Senate majority leader Robert Dole (R) of Kansas said at a luncheon with reporters Friday that if the farm bill did not break the budget, it ``may bend it a little.'' The farm bill passed by the House Oct. 8 carries a five-year price tag of $141 billion.
Already some senators, including farm-state Republicans, are considering boosting the Senate farm bill's price tag by adding a $5 billion program to aid soybean farmers. Democrats see costly ornaments for the bill as a way of embarrassing President Reagan.
The theory is that if the President were to veto the farm bill, it could hurt Republican chances of holding the Senate in the 1986 elections. By some counts, 14 of the 22 GOP seats being contested are in the economically hard hit farm belt.
According to Senator Dole, there ``is a great deal of danger'' of a veto. If the Congress does not come up with a farm bill the President can sign, ``we are going to be here to Christmas'' working on one.

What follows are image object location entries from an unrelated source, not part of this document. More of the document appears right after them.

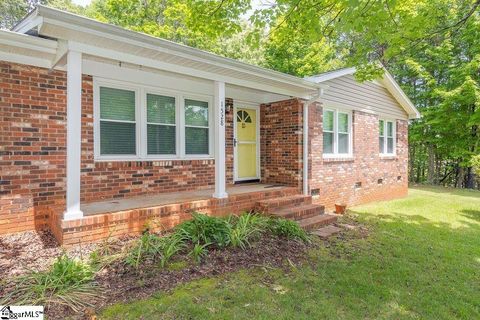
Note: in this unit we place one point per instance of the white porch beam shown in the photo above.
(74, 128)
(219, 145)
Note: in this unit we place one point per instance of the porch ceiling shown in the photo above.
(108, 41)
(160, 199)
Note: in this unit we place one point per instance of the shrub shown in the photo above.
(153, 247)
(68, 282)
(171, 245)
(203, 229)
(245, 228)
(199, 251)
(289, 229)
(149, 246)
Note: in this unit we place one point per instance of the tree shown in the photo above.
(12, 11)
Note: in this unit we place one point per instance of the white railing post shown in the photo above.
(74, 130)
(219, 145)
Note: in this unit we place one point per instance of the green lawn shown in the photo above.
(421, 260)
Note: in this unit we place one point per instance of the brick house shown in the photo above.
(104, 130)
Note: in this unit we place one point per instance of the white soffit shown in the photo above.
(25, 49)
(108, 41)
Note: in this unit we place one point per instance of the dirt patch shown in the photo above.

``I don't imagine he will sign [just] any farm bill he gets,'' Secretary Block says. But he added that ``my objective is to work with the Senate in order to get a bill the President can sign. The President wants to be able to sign.''
In addition to drafting legislation to support sagging farm income, Congress will soon face the question of how to shore up the troubled Farm Credit System. The little-known system is owned and controlled by farmers and farm cooperatives and holds one-third of the nation's staggering $212 billion in farm debt.
The system on Wednesday is expected to report a loss for the third quarter of 1985. Congressional hearings on the results are likely to follow in short order.
A Government Accounting Office report said the system will lose $2.6 billion in the year ending June 30, 1986, although system officials note the GAO report had ``numerous limitations.'' There are published reports that the system plans to ask Congress for up to $10 billion in aid, a bailout dwarfing the government's $4.5 billion rescue last year of Continental Illinois Corporation.
Block said he ``wouldn't want to speculate'' on the size of any aid package that might be required although the ``federal government will be prepared to play a part,'' once remedial steps are taken in the system's operations. Without reform ``you have a system in a death spiral,'' he said in an interview conducted for a Voice of America broadcast.
There is ``no question'' that recent tightening of the system's lending practices has made the credit crunch that farmers face even worse, Block said.
Recent Reagan administration moves to help farmers by boosting their foreign sales have angered America's allies. Last week the President accused the Common Market of unfairly subsidizing wheat exports, thereby forcing world grain prices down and hurting overseas sales of American crops. Mr. Reagan is seeking relief from the General Agreement of Tariffs and Trade.
The European Community responded by saying it was ``astonished to be reproached'' by the US and said it would file a ``parallel procedure'' accusing the US of improperly subsidizing wheat sales in North African markets.
In the Oct. 21 issue, the Monitor incorrectly reported that the Soviet Union had agreed to purchase 22 million metric tons of US grain in the current fiscal year, 10 million tons above the maximum level specified in an agreement between the two nations. In fact, the US last week offered to sell the additional grain, but the Soviet Union has not agreed to purchase it.